In order for your leaders to be successful you must expect your parents to do the following:
- Reinforce leaders rules at group. – Parents need to know that they can help herd the cattle by helping their child take the structure and rules seriously. Example: I have a no cell phone policy at group. If they come home and complain just reinforce the rule because they are in place to help not hurt. You play a huge part in the respect your child have for their leader so know that they will have just as much respect for their leader as you do.
- Have conversations about what’s being taught in life group. – Parents need to be in the conversation of what’s being taught. Whether you’re sending them the lesson or just some questions. I’m not saying parents need to get into a theological debate, but just an easy conversation about what their child is learning will make all the difference. I want my leaders to know that they are working with the parents and not the other way around. So we need to let parents know that we are expecting the stuff taught to be talked about at home.

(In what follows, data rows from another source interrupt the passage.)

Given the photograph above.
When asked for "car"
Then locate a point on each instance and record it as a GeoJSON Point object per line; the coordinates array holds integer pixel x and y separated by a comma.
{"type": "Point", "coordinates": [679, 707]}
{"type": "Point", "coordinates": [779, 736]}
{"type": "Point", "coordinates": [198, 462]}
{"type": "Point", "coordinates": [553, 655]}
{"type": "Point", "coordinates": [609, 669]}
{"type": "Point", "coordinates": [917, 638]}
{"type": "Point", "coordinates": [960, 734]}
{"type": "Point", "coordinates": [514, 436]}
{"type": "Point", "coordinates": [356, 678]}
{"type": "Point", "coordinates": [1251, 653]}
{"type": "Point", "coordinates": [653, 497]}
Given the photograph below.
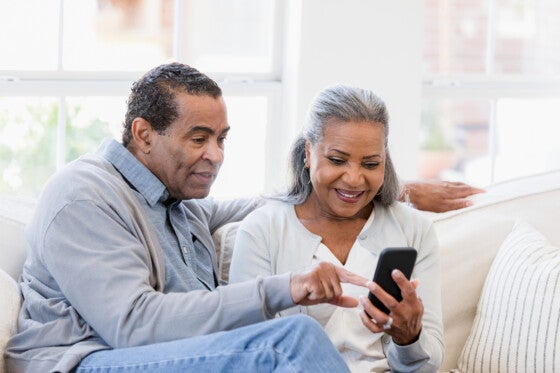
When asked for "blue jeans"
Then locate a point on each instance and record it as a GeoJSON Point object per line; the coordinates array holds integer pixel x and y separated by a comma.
{"type": "Point", "coordinates": [288, 344]}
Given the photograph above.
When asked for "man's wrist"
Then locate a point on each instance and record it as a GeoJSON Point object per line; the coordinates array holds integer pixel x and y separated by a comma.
{"type": "Point", "coordinates": [406, 195]}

- Respect the leaders time. – Parents need to know that leaders aren’t paid. For some of your leaders, every hour they spend with a student is time spent away from their own family. So be on time dropping off and picking up. If the student is not going to be at group, let their leader know. Leaders see this time with students as ministry and vital. So parents need to make sure their child is missing group only when they really have to. Help parents respect your leaders time!!!
Implied rules and the phrase “you should know better” go hand in hand and is just a disaster waiting to happen. It may even sound silly sharing things people should already know, but you will be glad you did.
- Do you share expectations between parents and leaders?
- If so, what is some other implied expectations between parents and leaders that may need to be addressed?